Currently, in order to obtain an explanation for why a service functions as it does, I’d probably have to pick up the phone to my local councillor, or use this handy service to make a few FOI requests. In terms of effort and clicks, these explanations describing why a service is like it is are so far away from the service itself that they might as well be on Mars.
Here are some of the wasted opportunities to explain which I would like to see seized upon:
- A “Why aren’t there more bin collections?” link on local government waste pages, linking through to an explanation about council budgets, what would have to be sacrificed to have more bin collections, and who made the decision to adopt the current compromise.
- Updates by local governments on FixMyStreet that say “We’re not going to fix this problem because it wouldn’t be good value for money”, linking through to an appropriate analysis about money spent on street fixing, versus other things.
- On the NHS’s ‘Choose and Book’ website, I’d like to see links saying “Why can’t I get an appointment sooner?” These would then be linked to data on NHS waiting lists, budget constraints and specific decisions that set the current availability.
Obviously cynics out there will say that governments don’t want people to know that they can’t solve all the world’s ills – and that they want to preserve a mystique of omnipotence, so that people will be miserably grateful to them for the bounty bestowed.

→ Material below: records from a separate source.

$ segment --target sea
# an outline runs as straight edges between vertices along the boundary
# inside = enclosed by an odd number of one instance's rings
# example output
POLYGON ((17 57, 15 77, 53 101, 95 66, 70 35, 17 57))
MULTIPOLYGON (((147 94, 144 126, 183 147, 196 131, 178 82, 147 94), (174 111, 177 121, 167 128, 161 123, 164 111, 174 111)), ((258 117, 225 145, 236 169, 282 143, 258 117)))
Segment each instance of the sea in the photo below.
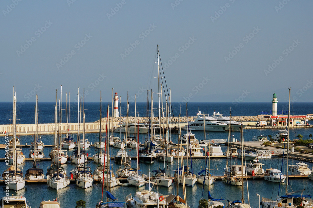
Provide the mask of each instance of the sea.
MULTIPOLYGON (((119 104, 120 104, 119 103, 119 104)), ((171 116, 178 116, 179 114, 181 116, 185 116, 187 114, 186 103, 172 103, 172 110, 171 110, 171 116)), ((54 122, 54 109, 55 102, 42 102, 39 104, 39 122, 40 123, 53 123, 54 122)), ((111 110, 111 102, 106 103, 102 102, 102 117, 106 116, 107 108, 109 105, 110 110, 109 113, 110 114, 111 110)), ((17 121, 18 123, 31 123, 34 122, 34 103, 18 103, 17 121)), ((122 116, 126 115, 126 106, 127 104, 122 102, 121 104, 121 109, 120 111, 122 116)), ((153 104, 154 115, 157 116, 158 106, 157 103, 153 104)), ((277 104, 279 110, 281 110, 282 113, 285 113, 288 110, 288 105, 286 103, 278 103, 277 104)), ((161 106, 161 108, 166 108, 165 104, 161 106)), ((313 103, 294 103, 290 106, 290 114, 293 115, 306 115, 307 114, 312 113, 312 107, 313 103)), ((66 122, 66 113, 65 110, 66 104, 62 104, 62 122, 66 122)), ((79 106, 80 108, 80 106, 79 106)), ((74 103, 70 104, 69 110, 68 110, 68 119, 70 122, 75 122, 77 120, 77 105, 74 103)), ((83 109, 83 107, 82 109, 83 109)), ((88 102, 85 104, 84 109, 85 113, 85 122, 93 122, 98 120, 100 118, 100 104, 99 103, 88 102)), ((149 107, 149 109, 151 107, 149 107)), ((204 103, 190 102, 188 103, 188 116, 195 116, 199 111, 211 115, 214 110, 216 112, 222 113, 225 116, 229 116, 231 110, 233 116, 256 116, 259 115, 261 112, 269 112, 272 109, 271 103, 204 103)), ((131 103, 129 104, 129 114, 130 116, 135 115, 135 104, 131 103)), ((145 103, 139 103, 136 104, 136 111, 139 112, 139 116, 146 116, 148 112, 147 104, 145 103)), ((9 124, 12 123, 12 103, 0 103, 0 124, 9 124)), ((313 121, 309 121, 311 125, 313 125, 313 121)), ((254 136, 259 135, 268 136, 270 134, 272 136, 277 133, 277 129, 244 129, 243 131, 244 140, 245 141, 252 141, 254 136)), ((182 133, 186 132, 183 131, 182 133)), ((196 131, 194 133, 196 138, 199 140, 204 138, 204 133, 202 132, 196 131)), ((115 136, 121 136, 122 138, 124 137, 123 133, 120 135, 119 133, 113 133, 115 136)), ((206 132, 206 138, 210 139, 227 139, 228 138, 228 132, 206 132)), ((290 139, 296 138, 296 135, 299 134, 303 136, 303 139, 310 138, 309 135, 313 134, 313 128, 291 128, 290 133, 290 139)), ((235 139, 240 141, 240 133, 238 132, 233 133, 235 139)), ((105 135, 105 133, 104 134, 105 135)), ((93 143, 98 139, 99 134, 89 133, 86 134, 86 138, 93 143)), ((74 138, 77 138, 77 135, 72 136, 74 138)), ((44 135, 40 136, 40 139, 45 144, 53 144, 54 136, 52 135, 44 135)), ((172 134, 171 139, 174 143, 178 142, 178 136, 177 134, 172 134)), ((139 135, 140 141, 142 143, 147 137, 146 134, 141 134, 139 135)), ((4 137, 3 137, 0 142, 1 143, 4 143, 4 137)), ((32 135, 20 136, 19 139, 21 144, 24 144, 25 143, 30 144, 33 139, 32 135)), ((223 145, 221 146, 222 150, 224 151, 227 147, 223 145)), ((29 148, 23 148, 22 151, 27 157, 28 157, 29 153, 29 148)), ((110 155, 113 157, 115 155, 118 150, 111 147, 110 148, 110 155)), ((48 157, 51 149, 49 148, 45 148, 44 153, 46 157, 48 157)), ((136 151, 134 149, 127 149, 128 153, 131 156, 135 156, 136 151)), ((95 150, 93 147, 90 147, 86 150, 86 152, 92 157, 95 153, 95 150)), ((73 151, 69 151, 68 154, 71 155, 73 151)), ((0 155, 4 157, 4 150, 0 150, 0 155)), ((283 174, 286 172, 286 159, 281 157, 273 157, 271 159, 260 159, 260 162, 265 164, 263 168, 276 168, 282 169, 283 174)), ((187 164, 187 160, 185 160, 185 164, 187 164)), ((241 163, 240 161, 237 161, 236 159, 233 160, 233 162, 241 163)), ((298 160, 290 160, 289 162, 290 165, 295 164, 299 161, 298 160)), ((194 173, 200 172, 200 170, 205 167, 205 159, 192 159, 191 161, 188 160, 189 165, 192 162, 192 170, 194 173)), ((304 162, 307 164, 310 168, 312 168, 312 164, 304 162)), ((27 170, 33 166, 32 162, 26 162, 23 164, 18 166, 19 168, 22 170, 24 174, 27 170)), ((37 162, 37 166, 44 169, 45 173, 47 167, 50 164, 49 161, 37 162)), ((114 161, 111 161, 113 171, 118 167, 114 161)), ((174 170, 177 168, 177 160, 171 163, 165 164, 165 169, 168 171, 171 176, 174 176, 174 170)), ((221 176, 223 175, 224 169, 226 167, 226 159, 212 158, 210 160, 210 171, 214 176, 221 176)), ((86 165, 90 166, 92 170, 95 169, 96 165, 93 161, 90 161, 86 165)), ((131 161, 132 167, 136 167, 136 162, 135 160, 131 161)), ((149 175, 149 171, 151 175, 152 171, 159 168, 163 168, 163 163, 155 161, 152 164, 140 164, 140 168, 143 173, 149 175)), ((69 175, 71 170, 74 167, 74 164, 71 163, 69 161, 62 166, 65 169, 69 175)), ((0 168, 3 170, 6 167, 4 162, 0 163, 0 168)), ((290 180, 289 191, 305 189, 303 194, 311 195, 313 191, 313 181, 306 178, 301 179, 290 179, 290 180)), ((168 195, 171 193, 176 194, 177 193, 177 185, 174 183, 168 188, 163 187, 152 186, 153 191, 158 192, 164 195, 168 195)), ((182 186, 179 186, 178 194, 181 197, 183 197, 182 186)), ((244 200, 245 202, 250 203, 251 207, 257 208, 259 207, 259 198, 256 194, 259 194, 261 197, 265 197, 272 199, 275 199, 278 196, 285 195, 286 191, 286 184, 283 183, 280 185, 278 183, 270 182, 264 180, 249 180, 248 181, 248 185, 245 182, 244 185, 244 200), (249 191, 248 191, 249 190, 249 191), (249 193, 249 194, 248 194, 249 193)), ((2 186, 0 190, 0 196, 5 196, 4 191, 6 189, 4 186, 2 186)), ((106 191, 105 187, 104 191, 106 191)), ((130 194, 134 196, 136 191, 142 191, 148 188, 148 185, 146 184, 140 187, 134 186, 118 186, 111 188, 109 191, 115 196, 118 198, 121 201, 125 201, 126 196, 130 194)), ((76 206, 76 202, 81 199, 86 201, 86 207, 95 207, 96 204, 101 199, 102 186, 100 183, 94 183, 92 186, 86 189, 84 189, 78 187, 75 184, 71 184, 64 189, 56 190, 50 188, 46 184, 27 184, 24 188, 15 192, 10 190, 10 194, 13 194, 18 196, 25 197, 27 201, 32 207, 39 207, 40 202, 43 200, 52 200, 58 198, 61 207, 73 207, 76 206), (15 193, 15 192, 16 192, 15 193)), ((232 201, 235 200, 240 200, 241 197, 241 186, 236 186, 226 184, 221 181, 215 181, 213 185, 210 186, 204 186, 196 183, 193 187, 186 187, 186 196, 187 204, 190 207, 197 207, 198 201, 202 199, 207 199, 208 191, 209 190, 212 197, 216 198, 222 198, 225 199, 225 206, 226 207, 228 202, 227 200, 232 201)), ((106 200, 105 195, 103 196, 103 201, 106 200)), ((261 198, 261 199, 262 198, 261 198)))

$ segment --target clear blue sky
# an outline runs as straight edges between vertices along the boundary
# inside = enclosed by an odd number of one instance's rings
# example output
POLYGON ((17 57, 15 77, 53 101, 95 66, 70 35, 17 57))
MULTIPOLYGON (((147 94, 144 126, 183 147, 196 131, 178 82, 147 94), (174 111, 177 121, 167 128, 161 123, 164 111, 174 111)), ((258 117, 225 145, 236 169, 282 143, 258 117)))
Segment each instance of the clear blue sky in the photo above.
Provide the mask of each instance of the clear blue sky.
POLYGON ((0 2, 1 101, 145 101, 157 45, 172 101, 312 101, 311 1, 73 1, 0 2))

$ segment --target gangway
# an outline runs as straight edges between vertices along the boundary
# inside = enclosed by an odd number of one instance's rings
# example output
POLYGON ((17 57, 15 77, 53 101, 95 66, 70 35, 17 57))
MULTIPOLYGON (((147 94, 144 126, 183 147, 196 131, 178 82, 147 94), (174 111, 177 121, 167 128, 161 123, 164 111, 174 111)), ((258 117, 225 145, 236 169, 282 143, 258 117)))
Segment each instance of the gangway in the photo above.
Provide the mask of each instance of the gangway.
POLYGON ((264 154, 269 155, 281 155, 283 154, 287 155, 287 150, 273 149, 267 150, 257 150, 258 154, 264 154))
POLYGON ((210 144, 224 144, 226 142, 226 139, 204 139, 200 140, 200 144, 204 144, 205 145, 208 145, 209 142, 210 142, 210 144))

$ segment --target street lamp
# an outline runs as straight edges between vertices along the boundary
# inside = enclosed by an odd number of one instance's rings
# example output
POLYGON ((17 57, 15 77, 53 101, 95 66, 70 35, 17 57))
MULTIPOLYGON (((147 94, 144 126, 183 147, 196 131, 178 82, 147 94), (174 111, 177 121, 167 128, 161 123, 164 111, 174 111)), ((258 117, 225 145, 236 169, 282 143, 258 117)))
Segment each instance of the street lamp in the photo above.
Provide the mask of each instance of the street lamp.
POLYGON ((258 197, 259 197, 259 208, 260 208, 260 205, 261 204, 261 201, 260 200, 260 198, 261 197, 261 196, 260 196, 260 195, 259 194, 256 194, 256 196, 258 196, 258 197))

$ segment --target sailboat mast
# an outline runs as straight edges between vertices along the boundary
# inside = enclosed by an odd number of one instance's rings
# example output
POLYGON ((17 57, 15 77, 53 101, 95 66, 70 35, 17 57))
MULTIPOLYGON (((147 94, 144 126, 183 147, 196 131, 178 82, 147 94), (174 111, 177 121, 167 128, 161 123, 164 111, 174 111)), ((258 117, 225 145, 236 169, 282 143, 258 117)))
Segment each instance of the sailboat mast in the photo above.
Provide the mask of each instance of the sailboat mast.
MULTIPOLYGON (((60 131, 60 151, 62 149, 62 143, 61 142, 62 140, 62 85, 61 86, 61 93, 60 95, 60 127, 61 129, 60 131)), ((60 153, 61 152, 60 152, 60 153)))
POLYGON ((159 45, 157 45, 157 76, 158 76, 158 90, 159 95, 159 128, 161 128, 161 123, 160 120, 160 65, 159 64, 159 45))
POLYGON ((286 180, 287 181, 286 183, 286 195, 288 194, 288 185, 289 185, 289 175, 288 173, 288 161, 289 159, 289 125, 290 124, 290 88, 289 89, 289 98, 288 100, 288 123, 287 124, 287 173, 286 180))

In this model, governments don’t offer explanations lest citizens see them as merely mortal, and boot them out.
Now, I don’t know about you, but servile gratitude and illusions of infinite power doesn’t sound much like the current attitude to government from most people I know. We live in politically disillusioned times where many people worry if the government can actually fix anything, never mind everything.
If ever there was a time to start routinely explaining to citizens that government is a process of ceaseless compromises it is now, in the hard times. There are plenty of those around the world right now.
I believe that citizens could be both more forgiving of governments, and more empowered to demand change if services were closely connected to explanations of why compromises have been made. I think that the reason it hasn’t happened before isn’t really politics: it’s simply because it wouldn’t have been possible on paper. On paper you can’t link through to an animated narrative, or a set of votes, or a transcript of a key decision. I think the main reason we don’t connect services with explanations is because governments haven’t really grokked the meaning of simple linking yet – not really. I’m looking for the first government, national or local, willing to give it a shot.